Watching The White Lotus through this prism, we see its commentary on humankind’s most enduring and fatal flaw : we extrapolate that which we do not understand, lazily filling in the gaps with our ideologies, mythologies, learned stereotypes, and meme-logic. The human mind seeks to create order from chaos, protecting itself from the harsh complexities of life by simplifying it into allegory, soothing us through varying degrees of self-pity, delusion, and aggrandizement. We tell ourselves stories in order to live, yes, but more precisely, we tell ourselves stories in order to feel in control of our lives.
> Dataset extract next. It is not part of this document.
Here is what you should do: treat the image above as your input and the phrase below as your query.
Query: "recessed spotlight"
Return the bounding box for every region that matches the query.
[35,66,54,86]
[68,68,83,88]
Just like Tonya, Albie, Harper, Ethan, and Valentina, we, too, are led astray by the deceptions and fraudulence of the human experience. We want to believe in the unwavering strength of our intuition, but the fact remains we attributed more value to an interaction where there was none or dismissed someone only to discover their merit later. We are bamboozled by the proverbial “glances” in our daily lives, digital or real, whose ensuing narratives have contributed to the paranoia of the time, or at the very least, unto ourselves. So we turn, consciously or not, to stories like The White Lotus to help us better see ourselves.